# Pro Viv's Review please?



## pumpkinbob

Hi,

Has anyone used Pro Vivs? There Viv's look a decent price but I want to know if they are any good?

Thanks


----------



## markaveli

Ive emailed them twice regarding their vivs and have never had a reply. I think if they cant be arsed to reply regarding a sale then if you get a problem it will be worse. Im gonna use blue lizard reptiles instead now.


----------



## pumpkinbob

Thanks for the reply, that's a shame as their prices look reasonable. I can't see any reviews online so might give it a miss.


----------



## markaveli

pumpkinbob said:


> Thanks for the reply, that's a shame as their prices look reasonable. I can't see any reviews online so might give it a miss.[/QUOT
> 
> In all fairness to them my wife managed to contact them through facebook and they did reply a few days after my first post.
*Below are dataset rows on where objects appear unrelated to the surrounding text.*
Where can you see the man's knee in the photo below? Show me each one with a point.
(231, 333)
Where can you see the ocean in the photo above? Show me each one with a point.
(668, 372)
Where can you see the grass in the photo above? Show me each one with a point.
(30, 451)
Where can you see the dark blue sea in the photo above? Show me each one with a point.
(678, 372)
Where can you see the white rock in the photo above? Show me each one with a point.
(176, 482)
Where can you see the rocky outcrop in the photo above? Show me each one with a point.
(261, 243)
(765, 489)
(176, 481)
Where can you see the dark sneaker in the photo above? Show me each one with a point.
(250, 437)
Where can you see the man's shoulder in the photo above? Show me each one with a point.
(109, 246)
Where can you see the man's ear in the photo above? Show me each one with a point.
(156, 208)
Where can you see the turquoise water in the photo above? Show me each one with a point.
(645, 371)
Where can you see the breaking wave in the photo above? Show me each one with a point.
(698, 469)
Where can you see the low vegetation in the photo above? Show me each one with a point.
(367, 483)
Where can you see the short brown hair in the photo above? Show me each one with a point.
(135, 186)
The viv I wanted was £5 cheaper than blue lizard but I don't mind paying the extra as they seem to be well recommended so I will stick with blue lizard.: victory:


----------



## Hootz

Got a 4x2x2 from them, arrived quickly, and the guy (Steve from recollection) was very helpful - couriers were late delivering, emailed him and he phoned back about 10 mins later having chased them - and it turned up about half hour later.

Vivs are pretty decent quality, take two minutes to whack together, use the sticks and camlocks used in flat pack furniture.

I did email him about buying some additional vents, which he answered quickly, but never managed to get hold of them in the end. So may be a bit hit and miss.


----------



## stevendstubbs

Got to be one of the worst run company's I've had the miss fortune of dealing with, don't think they stock the plastic material for the plastic vivs was told a couple of times it was built then it wasnt then they hadnt even got the box to pack it in they must order it in for each viv and the delivery of 4 to 10 day's is now were near think mine got to 17 days before i told them i want my money back, and i had to phone up twice to get that then they sent an echeck so another 7 day's before i got my money back 

Sent from my SM-G920F using Tapatalk


----------



## Anthonyk

Personally, I think their vivs are the best value for money in the market, especially their new plastic vivs. Yes, there can be a bit of a delay in building the vivs and sending them out, but perhaps that is down to them being a small company getting busy because they are good.


----------



## cubone14

*Pro Vivs*

Just placed my third order yesterday for a flat packed self assembly Woodchip Viv from PV. Just like to say never had a single problem with the last two i bought from them. Sweeeeeeeeeeeeeeeeeeeeeeeeeeeeeeeet !!! :2thumb:


----------



## Thommy python

I've recently received a 5x3x2 rustic oak viv from them for my glauerti. I have to say it's really well made and everything fits together real snug and the glass was cut perfectly for sliding in and out. Packaging was great too as previously mentioned. I'll be ordering from them again for sure.


----------



## M1chelle

We have had wooden Viv's for ball pythons from Pro Viv's for about 6 years and we have just purchased more (were expanding our collection). They are great quality and easy to assemble


----------